L’11 giugno 2026, quando l’arbitro fischierà il calcio d’inizio di Messico-Sudafrica all’Estadio Azteca di Città del Messico, non comincerà solo un Mondiale — comincerà il capitolo più atteso e più carico di significato della storia calcistica messicana. Il Messico ai Mondiali 2026 ha un privilegio che nessun’altra nazionale co-ospitante condivide nella stessa misura: l’Azteca, il tempio del calcio, lo stadio che ha ospitato due finali mondiali e che trasuda storia da ogni gradino delle sue tribune. Giocare la partita inaugurale in quello stadio, davanti a quel pubblico, con quell’energia — è un vantaggio emotivo che non ha prezzo e che nessun algoritmo di previsione può quantificare.
Ma il calcio messicano vive un paradosso che dura da decenni: dal 1994 a oggi, il Messico non ha mai superato gli ottavi di finale in un Mondiale. Il famoso “quinto partido” — la quinta partita, quella che porterebbe ai quarti di finale — è diventato un’ossessione nazionale, un muro psicologico che generazioni di giocatori hanno sbattuto contro senza riuscire a sfondarlo. I Mondiali 2026, con il nuovo formato a 48 squadre e il Round of 32, cambiano la geografia del torneo: per la prima volta, il Messico potrebbe avere bisogno di sei partite — non cinque — per raggiungere i quarti. Ma prima di tutto, deve superare un girone che sulla carta sembra gestibile ma che nasconde insidie che solo chi conosce il calcio CONCACAF sa riconoscere.

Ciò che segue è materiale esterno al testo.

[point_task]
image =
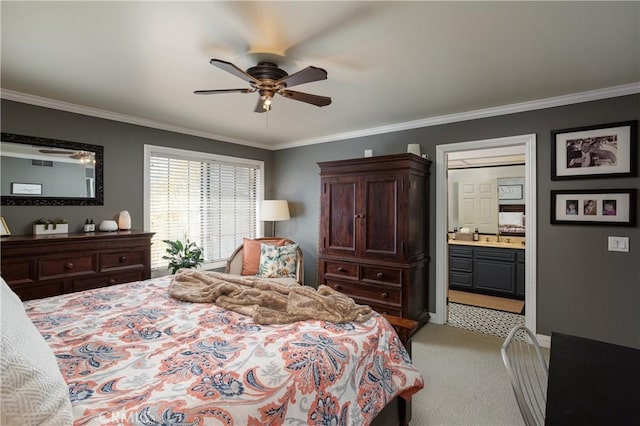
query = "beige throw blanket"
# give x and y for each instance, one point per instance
(266, 302)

La Partita Inaugurale — Messico vs Sudafrica all’Azteca
Ho avuto la fortuna di entrare all’Azteca in una sera di Clásico Nacional — América contro Guadalajara — e vi assicuro che nessuna descrizione rende giustizia a quello stadio. Non è il più moderno, non è il più confortevole, ma è il più vivo. Le tribune vibrano letteralmente quando il pubblico canta, e l’altitudine di Città del Messico — 2.240 metri sul livello del mare — trasforma ogni partita in una sfida fisica che le squadre straniere faticano ad affrontare. L’altitudine è il vantaggio nascosto del Messico nelle partite casalinghe: il livello di ossigeno ridotto penalizza chi non è abituato, causando affaticamento precoce, crampi e una percezione alterata dello sforzo fisico che porta gli avversari a rallentare senza rendersene conto.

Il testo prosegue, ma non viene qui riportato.